56 Ind. 575 | Ind. | 1877
In this action, the first paragraph of the complaint, as originally filed,.was withdrawn. The case stands upon the second paragraph, which may be stated as follows
That Thomas E. Chandler and Franklin Taylor were and are partners, under the name of Chandler & Taylor; that the defendant was and is a corporation in the county of Wayne; that Jonas W. Teo and Francis W. Robinson were the agents of said corporation; that plaintiffs proposed to said agents, in writing, to furnish them with one of the plaintiffs’ Mulay saw-mills, with straight slides, on board the cars at Indianapolis, for the price of four hundred and sixty-one dollars and seventy cents, to be paid within thirty days from the date of delivery; and to furnish one of the plaintiffs’ Mulay saw-mills, with curved slides, on board the cars at Indianapolis, for the price of four hundred and ninety-five dollars and ninety cents, the defendant to set up the mill in both cases; but if the plaintiffs should send a man to set up the mill, the price of the straight slide mill would be four hundred and seventy-eight dollars and eighty cents, and the curved slide mill five hundred and thirteen dollars, the defendant to pay the travelling expenses both ways of the hand.
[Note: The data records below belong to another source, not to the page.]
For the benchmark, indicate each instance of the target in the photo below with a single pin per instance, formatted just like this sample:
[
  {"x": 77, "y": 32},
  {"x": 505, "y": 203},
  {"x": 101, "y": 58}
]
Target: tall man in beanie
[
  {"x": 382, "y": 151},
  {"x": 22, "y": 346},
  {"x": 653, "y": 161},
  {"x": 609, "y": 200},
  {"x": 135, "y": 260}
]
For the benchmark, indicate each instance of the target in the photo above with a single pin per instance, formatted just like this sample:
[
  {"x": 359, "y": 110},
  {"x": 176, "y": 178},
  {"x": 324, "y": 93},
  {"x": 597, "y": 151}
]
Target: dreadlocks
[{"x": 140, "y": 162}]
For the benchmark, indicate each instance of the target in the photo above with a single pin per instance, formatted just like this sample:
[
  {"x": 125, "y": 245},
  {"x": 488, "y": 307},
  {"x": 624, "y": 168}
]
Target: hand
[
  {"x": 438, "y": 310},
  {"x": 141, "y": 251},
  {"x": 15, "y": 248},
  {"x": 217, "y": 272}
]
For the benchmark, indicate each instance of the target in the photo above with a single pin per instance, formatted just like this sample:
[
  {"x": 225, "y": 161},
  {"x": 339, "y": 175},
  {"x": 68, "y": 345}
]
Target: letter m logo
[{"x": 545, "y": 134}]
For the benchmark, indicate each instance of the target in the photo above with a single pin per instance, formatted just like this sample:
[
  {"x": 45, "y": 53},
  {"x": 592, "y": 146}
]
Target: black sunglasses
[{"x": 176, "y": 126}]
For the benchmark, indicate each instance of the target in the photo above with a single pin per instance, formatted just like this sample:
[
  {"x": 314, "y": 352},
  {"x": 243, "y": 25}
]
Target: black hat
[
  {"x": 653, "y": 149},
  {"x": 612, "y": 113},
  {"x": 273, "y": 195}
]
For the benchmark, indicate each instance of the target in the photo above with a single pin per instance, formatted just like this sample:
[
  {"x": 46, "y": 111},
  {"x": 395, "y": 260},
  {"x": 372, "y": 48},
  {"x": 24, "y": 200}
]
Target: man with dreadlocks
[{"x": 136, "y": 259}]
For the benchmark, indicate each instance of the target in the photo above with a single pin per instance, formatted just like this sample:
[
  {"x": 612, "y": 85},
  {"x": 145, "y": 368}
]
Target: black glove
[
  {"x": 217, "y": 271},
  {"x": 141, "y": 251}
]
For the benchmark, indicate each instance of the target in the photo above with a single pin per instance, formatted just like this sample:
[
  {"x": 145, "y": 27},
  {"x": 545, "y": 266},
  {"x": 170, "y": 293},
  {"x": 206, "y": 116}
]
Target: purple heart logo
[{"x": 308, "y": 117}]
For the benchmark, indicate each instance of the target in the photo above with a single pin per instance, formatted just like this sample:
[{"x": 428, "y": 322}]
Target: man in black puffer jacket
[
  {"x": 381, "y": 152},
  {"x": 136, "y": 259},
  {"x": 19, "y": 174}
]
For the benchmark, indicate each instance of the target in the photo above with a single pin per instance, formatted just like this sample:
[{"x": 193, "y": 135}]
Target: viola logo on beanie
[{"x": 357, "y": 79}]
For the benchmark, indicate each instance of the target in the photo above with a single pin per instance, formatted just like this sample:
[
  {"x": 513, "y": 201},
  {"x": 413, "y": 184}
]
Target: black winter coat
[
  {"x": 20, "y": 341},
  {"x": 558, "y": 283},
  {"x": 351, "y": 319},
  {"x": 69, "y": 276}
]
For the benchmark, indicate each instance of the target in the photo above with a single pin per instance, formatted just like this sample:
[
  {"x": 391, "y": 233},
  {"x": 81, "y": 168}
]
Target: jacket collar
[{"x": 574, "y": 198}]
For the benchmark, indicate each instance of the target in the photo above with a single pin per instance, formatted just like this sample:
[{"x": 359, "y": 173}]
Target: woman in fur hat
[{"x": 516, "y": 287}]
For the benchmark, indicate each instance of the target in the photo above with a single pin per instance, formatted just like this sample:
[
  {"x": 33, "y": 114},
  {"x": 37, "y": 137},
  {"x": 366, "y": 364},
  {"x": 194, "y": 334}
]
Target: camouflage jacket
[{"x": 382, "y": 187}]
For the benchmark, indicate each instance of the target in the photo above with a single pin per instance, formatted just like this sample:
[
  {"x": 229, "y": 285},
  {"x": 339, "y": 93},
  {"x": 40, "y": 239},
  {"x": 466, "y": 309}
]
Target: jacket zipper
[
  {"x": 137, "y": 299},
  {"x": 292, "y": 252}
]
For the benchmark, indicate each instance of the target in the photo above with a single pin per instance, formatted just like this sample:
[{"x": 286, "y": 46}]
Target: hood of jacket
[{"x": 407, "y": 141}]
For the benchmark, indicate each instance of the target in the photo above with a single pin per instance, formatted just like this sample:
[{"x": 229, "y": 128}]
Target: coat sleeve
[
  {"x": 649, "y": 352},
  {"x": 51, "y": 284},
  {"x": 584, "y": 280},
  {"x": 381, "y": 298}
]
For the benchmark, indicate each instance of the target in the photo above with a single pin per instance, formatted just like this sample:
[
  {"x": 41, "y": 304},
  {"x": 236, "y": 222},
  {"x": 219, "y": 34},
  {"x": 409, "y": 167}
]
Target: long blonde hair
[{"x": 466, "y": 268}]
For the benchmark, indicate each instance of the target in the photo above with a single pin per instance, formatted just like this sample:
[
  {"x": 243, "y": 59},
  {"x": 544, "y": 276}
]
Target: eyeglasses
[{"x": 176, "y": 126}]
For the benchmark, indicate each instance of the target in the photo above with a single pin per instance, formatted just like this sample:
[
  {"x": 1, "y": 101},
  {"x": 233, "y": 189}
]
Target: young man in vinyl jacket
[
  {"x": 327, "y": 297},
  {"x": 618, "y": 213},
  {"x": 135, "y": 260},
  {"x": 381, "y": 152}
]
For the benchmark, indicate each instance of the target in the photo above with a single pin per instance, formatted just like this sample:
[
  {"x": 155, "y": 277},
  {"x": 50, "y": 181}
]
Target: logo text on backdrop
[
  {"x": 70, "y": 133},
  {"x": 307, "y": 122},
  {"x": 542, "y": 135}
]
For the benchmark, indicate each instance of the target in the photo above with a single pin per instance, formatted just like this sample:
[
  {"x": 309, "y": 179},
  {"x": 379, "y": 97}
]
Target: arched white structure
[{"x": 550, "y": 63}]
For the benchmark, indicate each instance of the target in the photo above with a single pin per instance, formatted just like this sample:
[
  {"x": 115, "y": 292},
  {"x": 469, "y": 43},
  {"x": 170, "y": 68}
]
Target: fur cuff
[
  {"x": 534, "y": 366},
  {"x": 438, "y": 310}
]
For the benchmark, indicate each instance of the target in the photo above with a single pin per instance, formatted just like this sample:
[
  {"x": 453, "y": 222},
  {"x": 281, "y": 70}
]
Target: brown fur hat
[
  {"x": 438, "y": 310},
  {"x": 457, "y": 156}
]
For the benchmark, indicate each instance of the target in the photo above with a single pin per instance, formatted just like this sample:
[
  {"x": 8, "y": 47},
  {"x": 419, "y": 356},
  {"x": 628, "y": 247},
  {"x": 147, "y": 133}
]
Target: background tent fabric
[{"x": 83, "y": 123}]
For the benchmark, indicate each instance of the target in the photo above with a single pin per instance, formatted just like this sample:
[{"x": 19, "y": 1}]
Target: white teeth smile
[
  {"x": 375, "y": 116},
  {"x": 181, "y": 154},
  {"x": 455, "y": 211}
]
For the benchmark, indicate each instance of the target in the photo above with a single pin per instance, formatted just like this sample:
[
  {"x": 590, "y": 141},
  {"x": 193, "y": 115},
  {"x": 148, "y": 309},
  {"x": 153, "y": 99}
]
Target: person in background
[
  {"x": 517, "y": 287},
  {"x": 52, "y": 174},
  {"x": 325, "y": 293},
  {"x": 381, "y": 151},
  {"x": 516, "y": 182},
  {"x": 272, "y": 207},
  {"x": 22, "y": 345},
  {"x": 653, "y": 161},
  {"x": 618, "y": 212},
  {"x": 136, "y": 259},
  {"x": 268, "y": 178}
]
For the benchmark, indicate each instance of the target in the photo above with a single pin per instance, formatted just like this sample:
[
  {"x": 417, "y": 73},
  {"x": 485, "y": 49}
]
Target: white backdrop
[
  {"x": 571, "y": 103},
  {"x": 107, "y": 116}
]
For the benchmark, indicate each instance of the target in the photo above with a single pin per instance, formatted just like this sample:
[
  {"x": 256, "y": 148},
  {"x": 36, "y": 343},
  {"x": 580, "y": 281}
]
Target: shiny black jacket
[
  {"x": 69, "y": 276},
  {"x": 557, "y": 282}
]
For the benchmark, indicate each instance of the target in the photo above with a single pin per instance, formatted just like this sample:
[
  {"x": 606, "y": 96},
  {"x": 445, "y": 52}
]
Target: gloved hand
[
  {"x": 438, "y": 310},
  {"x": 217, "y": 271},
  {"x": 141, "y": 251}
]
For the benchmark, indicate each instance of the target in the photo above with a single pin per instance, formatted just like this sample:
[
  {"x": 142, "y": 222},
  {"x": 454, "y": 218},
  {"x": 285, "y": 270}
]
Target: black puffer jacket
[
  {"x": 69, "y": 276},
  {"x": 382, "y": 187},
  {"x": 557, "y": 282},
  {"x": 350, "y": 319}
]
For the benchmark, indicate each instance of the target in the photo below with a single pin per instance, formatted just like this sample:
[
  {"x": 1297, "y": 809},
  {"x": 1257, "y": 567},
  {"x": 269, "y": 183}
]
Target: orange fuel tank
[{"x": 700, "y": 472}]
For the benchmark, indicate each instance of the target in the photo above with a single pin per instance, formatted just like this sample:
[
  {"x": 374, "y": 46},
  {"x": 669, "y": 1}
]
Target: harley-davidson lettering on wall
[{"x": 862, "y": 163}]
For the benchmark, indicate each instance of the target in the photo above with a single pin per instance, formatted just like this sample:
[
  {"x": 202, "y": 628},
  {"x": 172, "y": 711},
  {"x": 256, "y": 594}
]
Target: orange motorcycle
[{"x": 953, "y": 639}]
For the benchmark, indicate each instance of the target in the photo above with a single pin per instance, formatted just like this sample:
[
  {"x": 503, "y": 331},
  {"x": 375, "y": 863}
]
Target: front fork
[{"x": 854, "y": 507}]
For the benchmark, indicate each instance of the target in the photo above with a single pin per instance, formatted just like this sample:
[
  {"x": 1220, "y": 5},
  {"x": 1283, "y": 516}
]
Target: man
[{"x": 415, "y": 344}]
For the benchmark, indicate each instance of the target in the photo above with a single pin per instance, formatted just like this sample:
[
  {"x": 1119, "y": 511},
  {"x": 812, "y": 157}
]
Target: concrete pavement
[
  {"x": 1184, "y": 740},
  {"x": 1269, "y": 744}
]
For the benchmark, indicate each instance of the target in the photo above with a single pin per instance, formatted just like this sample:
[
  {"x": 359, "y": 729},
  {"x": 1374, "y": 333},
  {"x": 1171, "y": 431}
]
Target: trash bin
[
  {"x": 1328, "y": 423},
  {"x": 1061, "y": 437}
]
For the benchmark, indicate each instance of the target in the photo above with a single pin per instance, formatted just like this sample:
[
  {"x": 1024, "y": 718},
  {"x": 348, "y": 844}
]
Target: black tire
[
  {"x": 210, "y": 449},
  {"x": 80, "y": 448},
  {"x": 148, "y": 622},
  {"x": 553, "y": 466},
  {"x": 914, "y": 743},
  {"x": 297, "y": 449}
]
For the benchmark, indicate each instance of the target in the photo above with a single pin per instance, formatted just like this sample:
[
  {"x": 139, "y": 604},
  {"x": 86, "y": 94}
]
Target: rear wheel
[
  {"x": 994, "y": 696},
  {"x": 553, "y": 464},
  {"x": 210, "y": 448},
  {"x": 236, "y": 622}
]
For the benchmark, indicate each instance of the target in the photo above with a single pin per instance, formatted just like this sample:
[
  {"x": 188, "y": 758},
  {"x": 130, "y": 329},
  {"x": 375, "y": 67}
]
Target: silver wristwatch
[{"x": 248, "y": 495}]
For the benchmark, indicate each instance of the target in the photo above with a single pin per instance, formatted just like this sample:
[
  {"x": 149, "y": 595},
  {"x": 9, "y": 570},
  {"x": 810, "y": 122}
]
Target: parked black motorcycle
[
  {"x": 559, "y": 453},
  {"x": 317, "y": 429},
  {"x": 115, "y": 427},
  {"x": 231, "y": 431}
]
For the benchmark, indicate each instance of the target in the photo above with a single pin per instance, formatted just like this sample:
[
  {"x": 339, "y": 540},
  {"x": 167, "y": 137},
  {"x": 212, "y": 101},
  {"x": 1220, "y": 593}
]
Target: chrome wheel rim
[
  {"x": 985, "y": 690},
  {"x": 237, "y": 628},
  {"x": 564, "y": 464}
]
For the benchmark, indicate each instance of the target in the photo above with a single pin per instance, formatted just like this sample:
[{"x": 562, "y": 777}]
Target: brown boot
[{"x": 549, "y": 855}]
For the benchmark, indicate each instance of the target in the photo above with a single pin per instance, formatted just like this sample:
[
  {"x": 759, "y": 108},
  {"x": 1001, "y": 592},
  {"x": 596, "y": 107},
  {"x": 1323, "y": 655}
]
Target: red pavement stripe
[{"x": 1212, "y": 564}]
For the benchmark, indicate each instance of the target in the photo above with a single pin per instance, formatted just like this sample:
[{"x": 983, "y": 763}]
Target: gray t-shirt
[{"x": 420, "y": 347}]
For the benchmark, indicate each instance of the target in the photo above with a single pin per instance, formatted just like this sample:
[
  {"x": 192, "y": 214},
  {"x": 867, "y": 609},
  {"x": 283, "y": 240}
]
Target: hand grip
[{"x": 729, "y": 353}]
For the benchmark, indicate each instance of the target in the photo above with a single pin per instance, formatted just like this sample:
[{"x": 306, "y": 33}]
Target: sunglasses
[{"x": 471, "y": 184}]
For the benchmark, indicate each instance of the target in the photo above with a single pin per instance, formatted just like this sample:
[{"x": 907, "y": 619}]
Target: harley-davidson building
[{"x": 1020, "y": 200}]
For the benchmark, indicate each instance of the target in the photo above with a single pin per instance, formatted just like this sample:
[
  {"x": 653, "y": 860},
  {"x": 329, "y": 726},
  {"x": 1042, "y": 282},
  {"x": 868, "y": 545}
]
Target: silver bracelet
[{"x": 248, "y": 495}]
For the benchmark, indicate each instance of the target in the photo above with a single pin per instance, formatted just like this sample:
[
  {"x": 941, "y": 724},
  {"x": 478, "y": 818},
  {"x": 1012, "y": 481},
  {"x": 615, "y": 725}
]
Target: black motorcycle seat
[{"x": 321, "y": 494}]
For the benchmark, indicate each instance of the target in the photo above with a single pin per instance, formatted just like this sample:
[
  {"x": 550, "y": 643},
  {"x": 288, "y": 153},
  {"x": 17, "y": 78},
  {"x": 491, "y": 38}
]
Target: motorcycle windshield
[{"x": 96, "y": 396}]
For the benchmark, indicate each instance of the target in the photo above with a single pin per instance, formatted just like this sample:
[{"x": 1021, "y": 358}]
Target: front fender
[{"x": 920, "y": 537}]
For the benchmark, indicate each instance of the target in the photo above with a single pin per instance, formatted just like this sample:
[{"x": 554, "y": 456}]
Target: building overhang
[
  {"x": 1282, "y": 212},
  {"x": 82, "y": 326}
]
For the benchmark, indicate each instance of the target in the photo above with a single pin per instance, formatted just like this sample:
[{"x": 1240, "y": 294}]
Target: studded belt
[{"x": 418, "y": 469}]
That the defendant afterward accepted said proposition by a telegraphic dispatch, and ordered the plaintiffs to ship to the defendant one of their curved slide mills at once; that they did, with all reasonable diligence, so ship
The proposition in writing to furnish the saw-mill, and the telegram accepting it, are made exhibits and filed with the complaint, and are in the following words:
Exhibit B.
“ Indianapolis, April 11th, 1874.
“ Messrs. Yeo & Robinson, Gentlemen:—We will furnish you one of our Mulay saw-mills, with straight slides, on board the cars at Indianapolis, within say 30 days, for $461.70 ; for curved slide mill, $495.90 ; you to set up the mill in both cases; but if we send a man to set up the mill, the price of straight slide will be, on same conditions, $478.80; and the curved slide, $513.00. In these two last cases, we leave to you to pay the travelling expenses both ways of our hand.
“ Respectfully,
“ Chandler & Taylor.”
Exhibit C.
“ The Western Union Telegraph Company, dated Richmond, Ind., April 15th, 1874; received at Indianapolis 10:30 A. M. j
“ To Chandler & Taylor.—
“ Ship curved slide mill to us at once.
“Robinson Mach. Works.”
The first paragraph of answer is not in the record, and no question is made upon it.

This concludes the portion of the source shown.